Huh, my ethics board would ask me if I'm okay if I proposed that. Field work
with people that are likely in a vulnerable position, to further some "AI"
proposal of unproven effectiveness, great.

Also from the abstract: "FluSense can accurately predict daily patient counts
with a Pearson correlation coefficient of 0.95." Odd measure, buzzwordy press
release article, let's look at the paper.

From their contributions (page 3): "Thermal imaging-based crowd density
estimates were found to have a strong correlation with the reference daily
waiting room patient counts from hospital records (with a Pearson correlation
coefficient of 0.95)" You can count people on thermal images? It's slightly
more interesting of an experiment than that but okay. Not really surprising
result. So that's the number from the abstract. Might make sense if daily
patient count is roughly normally distributed.
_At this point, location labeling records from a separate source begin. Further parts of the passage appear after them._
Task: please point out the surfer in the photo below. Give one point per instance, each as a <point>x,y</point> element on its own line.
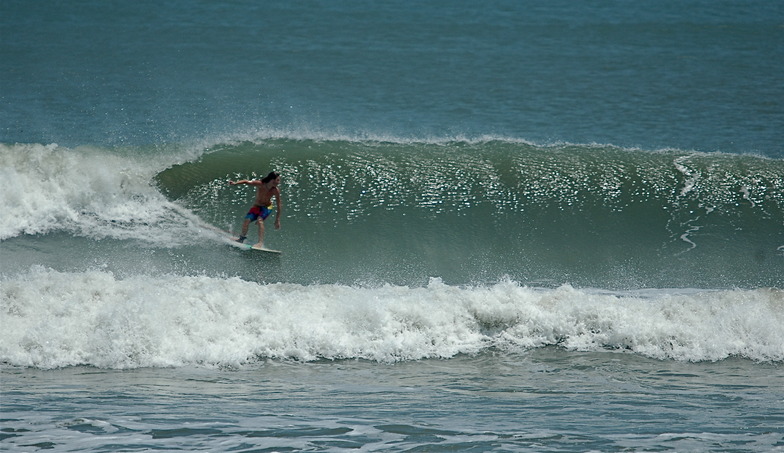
<point>266,190</point>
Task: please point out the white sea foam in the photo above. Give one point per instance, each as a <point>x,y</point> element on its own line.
<point>86,192</point>
<point>52,319</point>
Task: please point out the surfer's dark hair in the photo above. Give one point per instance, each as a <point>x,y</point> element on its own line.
<point>270,177</point>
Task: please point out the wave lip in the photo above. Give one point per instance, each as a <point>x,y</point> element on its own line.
<point>55,319</point>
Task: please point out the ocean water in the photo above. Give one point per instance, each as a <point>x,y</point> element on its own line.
<point>507,226</point>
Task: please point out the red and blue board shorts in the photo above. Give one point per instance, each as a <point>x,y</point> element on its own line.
<point>258,211</point>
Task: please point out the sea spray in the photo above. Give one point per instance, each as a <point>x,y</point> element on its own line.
<point>54,319</point>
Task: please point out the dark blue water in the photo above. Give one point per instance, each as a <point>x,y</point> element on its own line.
<point>507,226</point>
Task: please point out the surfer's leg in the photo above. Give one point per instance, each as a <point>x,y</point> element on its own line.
<point>261,232</point>
<point>244,232</point>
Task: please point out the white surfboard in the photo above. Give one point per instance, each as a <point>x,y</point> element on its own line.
<point>255,247</point>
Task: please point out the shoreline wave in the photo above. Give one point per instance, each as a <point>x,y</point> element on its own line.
<point>59,319</point>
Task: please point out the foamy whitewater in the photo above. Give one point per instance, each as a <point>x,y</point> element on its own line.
<point>506,227</point>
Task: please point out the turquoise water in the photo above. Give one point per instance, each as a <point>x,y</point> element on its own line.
<point>510,226</point>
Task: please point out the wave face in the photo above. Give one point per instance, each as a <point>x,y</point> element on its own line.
<point>477,211</point>
<point>55,319</point>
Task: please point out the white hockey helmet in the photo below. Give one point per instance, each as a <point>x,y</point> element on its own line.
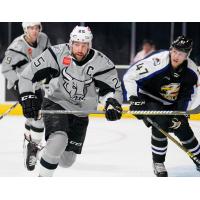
<point>81,34</point>
<point>25,25</point>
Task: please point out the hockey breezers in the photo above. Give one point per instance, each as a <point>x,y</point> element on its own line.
<point>190,154</point>
<point>141,112</point>
<point>9,110</point>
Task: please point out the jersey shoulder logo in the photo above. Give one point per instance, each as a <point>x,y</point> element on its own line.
<point>67,60</point>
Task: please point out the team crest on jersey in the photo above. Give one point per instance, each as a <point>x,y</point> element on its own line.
<point>170,91</point>
<point>30,51</point>
<point>77,89</point>
<point>156,61</point>
<point>67,60</point>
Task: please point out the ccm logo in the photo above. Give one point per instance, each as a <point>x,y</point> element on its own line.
<point>76,143</point>
<point>139,103</point>
<point>31,96</point>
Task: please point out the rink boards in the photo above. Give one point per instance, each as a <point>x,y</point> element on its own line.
<point>18,111</point>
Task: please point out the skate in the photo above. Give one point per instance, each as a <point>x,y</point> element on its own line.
<point>160,170</point>
<point>30,153</point>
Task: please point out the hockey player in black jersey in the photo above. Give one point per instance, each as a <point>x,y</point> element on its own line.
<point>166,80</point>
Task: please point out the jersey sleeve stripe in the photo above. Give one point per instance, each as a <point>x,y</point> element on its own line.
<point>103,72</point>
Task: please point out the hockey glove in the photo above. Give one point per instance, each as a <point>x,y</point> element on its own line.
<point>14,90</point>
<point>137,104</point>
<point>175,122</point>
<point>113,109</point>
<point>30,105</point>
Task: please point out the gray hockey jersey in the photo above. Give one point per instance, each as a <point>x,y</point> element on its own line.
<point>19,54</point>
<point>73,85</point>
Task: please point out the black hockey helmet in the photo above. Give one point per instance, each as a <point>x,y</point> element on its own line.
<point>182,43</point>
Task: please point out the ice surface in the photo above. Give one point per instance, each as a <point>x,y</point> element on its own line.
<point>111,149</point>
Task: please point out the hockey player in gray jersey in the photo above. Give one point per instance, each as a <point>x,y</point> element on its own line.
<point>80,77</point>
<point>166,80</point>
<point>17,57</point>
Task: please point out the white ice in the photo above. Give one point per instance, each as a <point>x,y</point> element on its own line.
<point>111,149</point>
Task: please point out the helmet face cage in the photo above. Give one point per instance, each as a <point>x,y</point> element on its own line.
<point>25,25</point>
<point>183,43</point>
<point>81,34</point>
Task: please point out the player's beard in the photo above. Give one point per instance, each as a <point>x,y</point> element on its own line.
<point>79,56</point>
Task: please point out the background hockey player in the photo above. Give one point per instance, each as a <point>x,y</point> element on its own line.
<point>80,75</point>
<point>166,80</point>
<point>20,52</point>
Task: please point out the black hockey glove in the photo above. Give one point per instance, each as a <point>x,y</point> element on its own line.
<point>175,122</point>
<point>113,109</point>
<point>15,90</point>
<point>137,104</point>
<point>30,105</point>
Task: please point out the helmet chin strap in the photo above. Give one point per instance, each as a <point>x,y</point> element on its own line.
<point>27,37</point>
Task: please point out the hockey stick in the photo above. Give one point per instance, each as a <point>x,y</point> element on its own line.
<point>141,112</point>
<point>190,154</point>
<point>9,110</point>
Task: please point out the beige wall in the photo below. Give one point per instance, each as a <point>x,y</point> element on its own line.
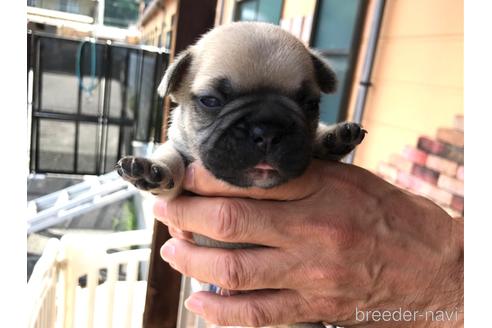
<point>418,76</point>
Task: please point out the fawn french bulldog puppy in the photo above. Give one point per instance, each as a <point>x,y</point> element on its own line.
<point>248,96</point>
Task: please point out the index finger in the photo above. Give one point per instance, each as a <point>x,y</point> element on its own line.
<point>200,181</point>
<point>229,219</point>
The distribution of patients
during a pandemic is likely to be completely different than that of "regular"
times. Luckily, the article doesn't mention Corona / covid, that seems to be
added fluff for the psychology today version. The term "pandemic" only appears
in their references. Though it might have made for far more interesting
reading if they waited a month and investigated how this behaviour changed in
the onset of the pandemic.

"Our results suggest that multiple and complementary sets of FluSense signals
exhibited strong correlations with both ILI counts and laboratory-confirmed
influenza infections on the same campus." Multiple, okay (table 7 looks like
they tried every easily accessible method for ensembles in sklearn). So how
about the cough model / audio stuff the article boasts? "This real-world cough
model shows resilience to complex noises and diverse settings and achieves an
F1 score of 88%" Fair enough, sounds reasonable for a CNN pipeline based on 1
second samples. Their model seems to really have problems with door screeches.

Their privacy assumptions appear somewhat lacking. The thing is a raspberry pi
with physical access to basically everybody in the vicinity, making everything
else almost irrelevant. They say they use "two-stage encryption" to store non-
speech samples to disk, the raspberry pi they are using contains no modules
that would make this secure to physical attacks. Section 3.1 mentions that
they have a "high-fidelity" classifier to discard speech snippets in this
sensitive area, that appears to be 93% for speech detection with
"augmentation" (background noise etc.). In a waiting room I would not want a
7% failure rate here. They mention HIPAA on page 13 and say that their real
system, from the rather small sample of 2500 snippets only contained 79
unintelligible speech samples, not sure why that would be okay but hey, I can
put my own SD card in there anyway so who cares right?

Their cough model seems to work well in the lab setting (public datasets
suited for the purpose). Their ground truth for real world validation appears
to be 2500 one-second long samples they annotated manually (5.4), evaluation
is against a human annotator (classes: cough/ no cough). Table 4 seems to be
where the 88% f1 score come from, it says "after transfer learning". Page 11
says "We used approximately half of our labeled data for the transfer-
learning.", leaving 1250 test samples? This real world model is then evaluated
on 200 samples from days under different conditions (location, how crowded the
day was), achieving F1 scores of .8 (less crowded days), .88 (crowded days).
For covid,, my country's situational report says that only 53% of clinical
cases have cough symptoms in the first place. That seems to leave much room
for any real world use to "detect pandemic indicators".

The paper itself is not uninteresting but it seems somewhat... unclear on a
few of the assumptions made throughout, which imho puts some doubt on the
efficacy of the final output of their overall model in a real setting. The
link to covid this PT article feels to need to put in there would be highly
questionable but luckily the authors refrain from making that connection.